Naturally, in proper dialectical fashion, cars mean different things, depending on which side of the windshield you are on.

In China, for instance, the rising middle class doesn't want anything to do with pickups; they remind people of an all-too-recent peasantry. The contrast exposes a faint foolishness under America's love of pickups: Like the soft-handed Parisians who bought up Millet's peasant paintings, pickup poseurs would find rural virtue a different thing entirely if they spent a day in the fields.

Barthes loved to flog the petite bourgeoisie with their own illusions.

SUV haters usually indict their owners as inconsiderate and aggressive. But read SUVs another way, not as tanks but as fortresses, inside which their owners huddle for safety. In this light, drivers of huge, scary SUVs appear more frightened than you are. That's a provocative thought, considering the way SUVs are marketed as fearless and self-reliant vehicles, the Natty Bumppos of the road.
Wow! All that and James Fenimore Cooper too!

But wait! There's more!
These conventions, these sets of prefabricated meaning, can be as powerful as they are erroneous, a fact illustrated by one word: "minivan." The "M" word has become so radioactive that few manufacturers dare speak its name in advertising. General Motors recently launched two vehicles -- the Saturn Relay and the Buick Terraza -- that the company refers to as a "family utility van" and a "premium crossover sport van," respectively, a semantic rearranging of deck chairs that fails to hide the fact that the vehicles are just that.

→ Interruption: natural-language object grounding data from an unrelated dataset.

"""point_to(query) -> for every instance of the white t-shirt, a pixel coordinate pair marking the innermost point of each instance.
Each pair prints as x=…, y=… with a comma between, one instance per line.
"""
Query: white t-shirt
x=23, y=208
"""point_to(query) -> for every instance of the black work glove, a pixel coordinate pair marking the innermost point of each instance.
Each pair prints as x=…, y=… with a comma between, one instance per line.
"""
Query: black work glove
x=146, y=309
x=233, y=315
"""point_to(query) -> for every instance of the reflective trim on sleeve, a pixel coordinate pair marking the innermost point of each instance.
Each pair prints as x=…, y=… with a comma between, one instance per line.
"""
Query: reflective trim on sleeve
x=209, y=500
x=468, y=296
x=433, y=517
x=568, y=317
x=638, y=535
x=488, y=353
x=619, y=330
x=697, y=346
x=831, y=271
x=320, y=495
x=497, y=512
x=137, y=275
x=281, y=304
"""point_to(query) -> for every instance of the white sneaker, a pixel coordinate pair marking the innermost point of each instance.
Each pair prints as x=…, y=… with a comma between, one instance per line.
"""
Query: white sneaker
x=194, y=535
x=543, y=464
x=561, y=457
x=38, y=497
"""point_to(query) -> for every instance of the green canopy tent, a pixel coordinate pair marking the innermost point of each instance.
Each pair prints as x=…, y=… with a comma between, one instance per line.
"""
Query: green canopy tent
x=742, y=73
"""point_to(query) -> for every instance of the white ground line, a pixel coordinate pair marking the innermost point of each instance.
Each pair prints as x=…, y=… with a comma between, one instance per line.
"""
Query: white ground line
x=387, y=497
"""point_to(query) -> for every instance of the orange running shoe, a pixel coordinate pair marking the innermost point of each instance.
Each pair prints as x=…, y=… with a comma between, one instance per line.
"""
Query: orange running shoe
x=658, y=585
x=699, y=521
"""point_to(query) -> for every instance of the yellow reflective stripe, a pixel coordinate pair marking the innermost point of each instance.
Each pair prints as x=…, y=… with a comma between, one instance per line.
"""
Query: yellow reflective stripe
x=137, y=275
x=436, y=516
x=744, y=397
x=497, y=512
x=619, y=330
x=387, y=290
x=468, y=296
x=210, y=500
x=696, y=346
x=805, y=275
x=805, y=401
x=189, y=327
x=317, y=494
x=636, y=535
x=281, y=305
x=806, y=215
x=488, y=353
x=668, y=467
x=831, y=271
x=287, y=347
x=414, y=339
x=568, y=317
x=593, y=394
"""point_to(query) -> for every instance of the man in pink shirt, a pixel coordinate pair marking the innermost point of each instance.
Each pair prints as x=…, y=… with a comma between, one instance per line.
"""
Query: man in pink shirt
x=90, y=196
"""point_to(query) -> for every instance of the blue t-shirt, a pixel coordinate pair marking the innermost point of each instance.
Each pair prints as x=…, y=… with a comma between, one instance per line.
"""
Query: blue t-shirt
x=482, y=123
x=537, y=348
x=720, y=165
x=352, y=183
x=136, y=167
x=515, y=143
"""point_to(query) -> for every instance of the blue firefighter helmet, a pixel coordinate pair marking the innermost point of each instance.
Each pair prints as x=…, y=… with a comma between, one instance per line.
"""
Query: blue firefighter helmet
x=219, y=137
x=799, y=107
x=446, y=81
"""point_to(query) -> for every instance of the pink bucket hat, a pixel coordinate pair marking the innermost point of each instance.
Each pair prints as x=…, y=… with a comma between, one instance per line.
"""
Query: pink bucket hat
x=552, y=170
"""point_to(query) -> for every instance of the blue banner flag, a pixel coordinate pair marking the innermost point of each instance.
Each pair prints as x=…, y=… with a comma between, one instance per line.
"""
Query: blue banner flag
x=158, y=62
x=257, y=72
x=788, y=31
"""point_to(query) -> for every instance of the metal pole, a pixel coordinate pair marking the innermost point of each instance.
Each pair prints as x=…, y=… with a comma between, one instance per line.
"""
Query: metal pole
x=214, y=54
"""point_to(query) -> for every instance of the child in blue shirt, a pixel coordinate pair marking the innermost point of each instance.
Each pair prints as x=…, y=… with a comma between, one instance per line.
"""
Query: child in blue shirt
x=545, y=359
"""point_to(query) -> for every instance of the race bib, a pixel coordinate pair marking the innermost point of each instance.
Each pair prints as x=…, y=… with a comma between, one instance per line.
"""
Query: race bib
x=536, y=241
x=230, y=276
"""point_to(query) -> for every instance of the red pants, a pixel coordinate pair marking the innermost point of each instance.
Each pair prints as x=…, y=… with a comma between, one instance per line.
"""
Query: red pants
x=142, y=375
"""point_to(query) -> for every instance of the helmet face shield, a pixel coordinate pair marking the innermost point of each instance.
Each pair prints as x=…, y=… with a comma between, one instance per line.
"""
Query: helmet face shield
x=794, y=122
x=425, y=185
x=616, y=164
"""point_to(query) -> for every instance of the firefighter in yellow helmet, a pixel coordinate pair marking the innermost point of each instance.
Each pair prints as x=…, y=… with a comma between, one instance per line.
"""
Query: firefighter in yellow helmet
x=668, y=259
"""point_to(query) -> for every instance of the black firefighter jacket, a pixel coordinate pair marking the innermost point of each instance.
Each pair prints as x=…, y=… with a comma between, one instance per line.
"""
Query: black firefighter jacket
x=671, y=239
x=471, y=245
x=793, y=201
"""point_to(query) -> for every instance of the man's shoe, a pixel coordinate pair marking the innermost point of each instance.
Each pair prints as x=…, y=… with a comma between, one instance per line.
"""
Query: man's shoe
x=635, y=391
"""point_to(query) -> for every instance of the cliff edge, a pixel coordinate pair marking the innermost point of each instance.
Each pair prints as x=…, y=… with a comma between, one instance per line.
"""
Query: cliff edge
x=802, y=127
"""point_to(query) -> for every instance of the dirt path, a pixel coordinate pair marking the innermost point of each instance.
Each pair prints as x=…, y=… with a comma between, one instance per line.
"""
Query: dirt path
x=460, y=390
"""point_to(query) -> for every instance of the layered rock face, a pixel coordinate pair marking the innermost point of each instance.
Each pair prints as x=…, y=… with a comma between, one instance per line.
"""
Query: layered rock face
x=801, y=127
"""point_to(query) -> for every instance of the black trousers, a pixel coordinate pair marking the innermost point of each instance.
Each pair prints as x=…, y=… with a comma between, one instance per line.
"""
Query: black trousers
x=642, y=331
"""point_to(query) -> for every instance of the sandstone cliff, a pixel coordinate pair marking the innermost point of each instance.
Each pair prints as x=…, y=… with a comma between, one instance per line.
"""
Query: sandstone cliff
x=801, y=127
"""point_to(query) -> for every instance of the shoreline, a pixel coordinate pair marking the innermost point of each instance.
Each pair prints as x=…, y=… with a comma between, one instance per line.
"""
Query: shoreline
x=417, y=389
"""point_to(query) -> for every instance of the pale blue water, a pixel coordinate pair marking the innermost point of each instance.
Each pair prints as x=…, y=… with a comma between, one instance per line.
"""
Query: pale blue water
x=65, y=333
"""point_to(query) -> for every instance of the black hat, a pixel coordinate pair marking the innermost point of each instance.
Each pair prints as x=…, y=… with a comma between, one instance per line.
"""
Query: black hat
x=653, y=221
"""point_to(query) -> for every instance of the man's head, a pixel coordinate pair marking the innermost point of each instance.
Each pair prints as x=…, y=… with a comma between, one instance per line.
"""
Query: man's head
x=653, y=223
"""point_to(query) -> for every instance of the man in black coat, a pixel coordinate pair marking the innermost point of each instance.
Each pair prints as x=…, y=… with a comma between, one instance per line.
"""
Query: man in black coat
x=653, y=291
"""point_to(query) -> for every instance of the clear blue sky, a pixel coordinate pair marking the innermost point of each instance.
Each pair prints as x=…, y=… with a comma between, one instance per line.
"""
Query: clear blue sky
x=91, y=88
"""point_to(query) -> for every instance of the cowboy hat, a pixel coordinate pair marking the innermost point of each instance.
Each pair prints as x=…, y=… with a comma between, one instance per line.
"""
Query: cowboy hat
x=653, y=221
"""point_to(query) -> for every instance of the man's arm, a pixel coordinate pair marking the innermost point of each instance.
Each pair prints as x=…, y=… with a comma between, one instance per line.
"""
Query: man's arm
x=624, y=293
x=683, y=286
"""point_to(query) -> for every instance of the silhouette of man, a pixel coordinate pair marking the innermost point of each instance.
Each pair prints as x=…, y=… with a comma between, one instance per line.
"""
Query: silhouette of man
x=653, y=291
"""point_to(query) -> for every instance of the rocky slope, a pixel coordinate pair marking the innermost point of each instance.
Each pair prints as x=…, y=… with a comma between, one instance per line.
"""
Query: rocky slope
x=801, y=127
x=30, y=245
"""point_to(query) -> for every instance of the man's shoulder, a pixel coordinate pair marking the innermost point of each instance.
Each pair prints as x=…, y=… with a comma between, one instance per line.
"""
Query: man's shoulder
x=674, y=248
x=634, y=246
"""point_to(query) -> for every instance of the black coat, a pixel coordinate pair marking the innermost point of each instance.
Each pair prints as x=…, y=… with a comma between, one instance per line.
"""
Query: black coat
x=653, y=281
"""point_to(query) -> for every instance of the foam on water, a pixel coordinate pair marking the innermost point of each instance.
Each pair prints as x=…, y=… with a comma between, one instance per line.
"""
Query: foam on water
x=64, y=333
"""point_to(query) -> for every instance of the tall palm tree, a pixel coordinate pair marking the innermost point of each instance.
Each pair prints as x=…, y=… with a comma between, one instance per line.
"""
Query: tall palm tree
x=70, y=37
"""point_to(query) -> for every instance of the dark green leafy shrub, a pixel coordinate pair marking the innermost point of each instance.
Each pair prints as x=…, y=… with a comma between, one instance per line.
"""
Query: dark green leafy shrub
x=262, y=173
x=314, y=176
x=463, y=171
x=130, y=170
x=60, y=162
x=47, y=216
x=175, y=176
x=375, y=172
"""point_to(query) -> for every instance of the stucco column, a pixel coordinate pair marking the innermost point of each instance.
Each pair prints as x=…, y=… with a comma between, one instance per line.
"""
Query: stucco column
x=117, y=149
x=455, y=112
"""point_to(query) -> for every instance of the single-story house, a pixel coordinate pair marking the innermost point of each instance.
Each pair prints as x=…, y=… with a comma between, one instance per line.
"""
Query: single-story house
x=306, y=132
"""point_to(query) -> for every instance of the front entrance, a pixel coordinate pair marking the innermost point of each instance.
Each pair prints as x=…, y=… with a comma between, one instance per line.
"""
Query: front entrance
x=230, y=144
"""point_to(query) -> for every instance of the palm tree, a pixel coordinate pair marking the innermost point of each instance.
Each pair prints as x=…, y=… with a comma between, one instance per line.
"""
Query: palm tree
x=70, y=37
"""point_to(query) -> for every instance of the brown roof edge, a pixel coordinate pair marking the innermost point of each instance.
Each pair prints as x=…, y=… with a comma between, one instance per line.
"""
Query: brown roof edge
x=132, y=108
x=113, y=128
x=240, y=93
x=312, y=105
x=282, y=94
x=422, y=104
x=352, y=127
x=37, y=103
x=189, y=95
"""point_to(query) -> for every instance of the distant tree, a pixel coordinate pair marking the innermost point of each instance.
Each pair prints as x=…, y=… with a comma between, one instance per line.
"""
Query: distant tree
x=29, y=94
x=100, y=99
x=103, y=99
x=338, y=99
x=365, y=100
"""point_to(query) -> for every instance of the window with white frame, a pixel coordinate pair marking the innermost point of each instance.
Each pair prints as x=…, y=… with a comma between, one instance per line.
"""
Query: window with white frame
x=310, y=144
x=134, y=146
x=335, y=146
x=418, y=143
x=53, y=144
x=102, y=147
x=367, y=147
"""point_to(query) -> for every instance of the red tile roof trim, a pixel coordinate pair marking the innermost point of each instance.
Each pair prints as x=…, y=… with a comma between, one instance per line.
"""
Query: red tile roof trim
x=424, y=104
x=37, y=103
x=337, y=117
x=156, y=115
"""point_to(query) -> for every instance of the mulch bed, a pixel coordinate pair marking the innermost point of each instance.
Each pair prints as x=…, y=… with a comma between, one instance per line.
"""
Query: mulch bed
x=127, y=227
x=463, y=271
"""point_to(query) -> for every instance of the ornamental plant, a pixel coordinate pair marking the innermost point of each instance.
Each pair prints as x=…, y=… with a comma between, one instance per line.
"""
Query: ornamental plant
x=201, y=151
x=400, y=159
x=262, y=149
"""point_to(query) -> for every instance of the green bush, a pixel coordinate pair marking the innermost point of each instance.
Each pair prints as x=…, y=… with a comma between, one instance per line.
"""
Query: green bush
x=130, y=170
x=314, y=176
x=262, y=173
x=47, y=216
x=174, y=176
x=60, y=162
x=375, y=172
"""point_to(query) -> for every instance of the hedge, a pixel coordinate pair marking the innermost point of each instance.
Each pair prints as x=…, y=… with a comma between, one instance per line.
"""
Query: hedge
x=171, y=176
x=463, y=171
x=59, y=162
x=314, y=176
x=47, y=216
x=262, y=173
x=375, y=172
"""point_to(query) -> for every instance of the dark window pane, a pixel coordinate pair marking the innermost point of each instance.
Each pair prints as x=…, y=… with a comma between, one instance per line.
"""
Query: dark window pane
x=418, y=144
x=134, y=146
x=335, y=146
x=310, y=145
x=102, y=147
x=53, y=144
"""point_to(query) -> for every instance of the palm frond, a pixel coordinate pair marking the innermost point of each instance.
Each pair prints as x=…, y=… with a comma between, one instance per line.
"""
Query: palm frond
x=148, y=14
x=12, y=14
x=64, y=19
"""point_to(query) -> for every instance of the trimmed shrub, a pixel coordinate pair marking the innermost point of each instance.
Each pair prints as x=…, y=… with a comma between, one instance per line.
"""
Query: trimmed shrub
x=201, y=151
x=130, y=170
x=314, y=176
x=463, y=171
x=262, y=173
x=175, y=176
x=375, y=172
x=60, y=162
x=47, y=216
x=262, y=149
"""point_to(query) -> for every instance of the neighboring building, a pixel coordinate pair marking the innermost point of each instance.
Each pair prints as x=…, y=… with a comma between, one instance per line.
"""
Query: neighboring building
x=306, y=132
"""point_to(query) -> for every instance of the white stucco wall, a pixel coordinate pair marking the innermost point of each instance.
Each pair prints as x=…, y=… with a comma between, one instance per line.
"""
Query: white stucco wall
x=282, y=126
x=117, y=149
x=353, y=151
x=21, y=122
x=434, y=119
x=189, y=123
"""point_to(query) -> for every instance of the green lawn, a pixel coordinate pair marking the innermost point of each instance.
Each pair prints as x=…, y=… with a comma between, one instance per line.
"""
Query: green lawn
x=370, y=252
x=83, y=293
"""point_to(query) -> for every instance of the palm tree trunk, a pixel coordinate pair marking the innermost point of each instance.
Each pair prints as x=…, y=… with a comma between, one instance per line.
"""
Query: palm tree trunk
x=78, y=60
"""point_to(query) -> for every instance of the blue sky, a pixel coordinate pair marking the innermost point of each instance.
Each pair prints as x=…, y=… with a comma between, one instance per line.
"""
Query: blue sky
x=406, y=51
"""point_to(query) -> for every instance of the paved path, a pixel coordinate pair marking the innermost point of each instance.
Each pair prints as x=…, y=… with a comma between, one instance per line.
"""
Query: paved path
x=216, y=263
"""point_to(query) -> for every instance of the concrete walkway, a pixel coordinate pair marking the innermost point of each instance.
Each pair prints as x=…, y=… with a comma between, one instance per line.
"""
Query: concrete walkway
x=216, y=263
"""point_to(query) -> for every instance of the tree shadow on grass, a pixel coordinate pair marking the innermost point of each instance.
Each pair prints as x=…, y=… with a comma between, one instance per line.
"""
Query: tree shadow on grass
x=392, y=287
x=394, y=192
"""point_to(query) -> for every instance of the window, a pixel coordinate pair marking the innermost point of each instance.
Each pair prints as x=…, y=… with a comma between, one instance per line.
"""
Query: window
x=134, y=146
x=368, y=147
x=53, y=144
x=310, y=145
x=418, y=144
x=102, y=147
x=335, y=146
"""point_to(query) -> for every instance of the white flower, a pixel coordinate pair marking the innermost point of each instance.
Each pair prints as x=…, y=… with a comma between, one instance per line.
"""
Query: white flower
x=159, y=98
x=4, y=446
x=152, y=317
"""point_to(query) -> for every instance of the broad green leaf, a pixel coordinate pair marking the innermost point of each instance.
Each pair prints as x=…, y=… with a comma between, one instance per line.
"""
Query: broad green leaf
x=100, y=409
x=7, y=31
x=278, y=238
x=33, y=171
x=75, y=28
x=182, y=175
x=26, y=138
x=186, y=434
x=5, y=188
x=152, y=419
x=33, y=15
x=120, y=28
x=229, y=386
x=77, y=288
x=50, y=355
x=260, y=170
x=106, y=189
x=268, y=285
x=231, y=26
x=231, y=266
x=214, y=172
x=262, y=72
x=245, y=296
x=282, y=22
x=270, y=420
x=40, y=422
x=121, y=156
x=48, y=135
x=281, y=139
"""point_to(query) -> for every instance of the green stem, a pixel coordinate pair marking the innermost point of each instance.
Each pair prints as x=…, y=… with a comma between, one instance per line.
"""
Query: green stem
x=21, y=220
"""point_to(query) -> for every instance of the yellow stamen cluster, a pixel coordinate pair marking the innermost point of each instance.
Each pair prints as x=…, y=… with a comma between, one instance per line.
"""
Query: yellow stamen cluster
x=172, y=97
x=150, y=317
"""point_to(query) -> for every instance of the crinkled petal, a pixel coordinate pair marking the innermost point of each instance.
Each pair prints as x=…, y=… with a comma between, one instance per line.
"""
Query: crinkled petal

What's wrong with minivans? Nothing. It's the idea of minivans. To drive one is to feel regarded as somehow sexually demoted, to be reduced to a one-page Kama Sutra.

Don't want to play the cars-define-the-man game? Sorry, you can't opt out. The most low-key, basic transportation comes with its own constellation of meaning.

Think, for example, of the Larry David character on HBO's "Curb Your Enthusiasm," who drives a white Toyota Prius, the automotive equivalent of corrective shoes. Think of the meanings that line up behind this car: a thumb in the eye of SUV culture, a call to arms on fuel economy, a declaration of sexual security. This is modesty of a very ostentatious sort.
Yep, he went from the Kama Sutra to an HBO series to the Toyota Prius being a both the automotive equivalent of corrective shoes and a clear declaration of sexual security.

Cool. And I didn't bother you with his road test comments and review of the Benz. He liked it.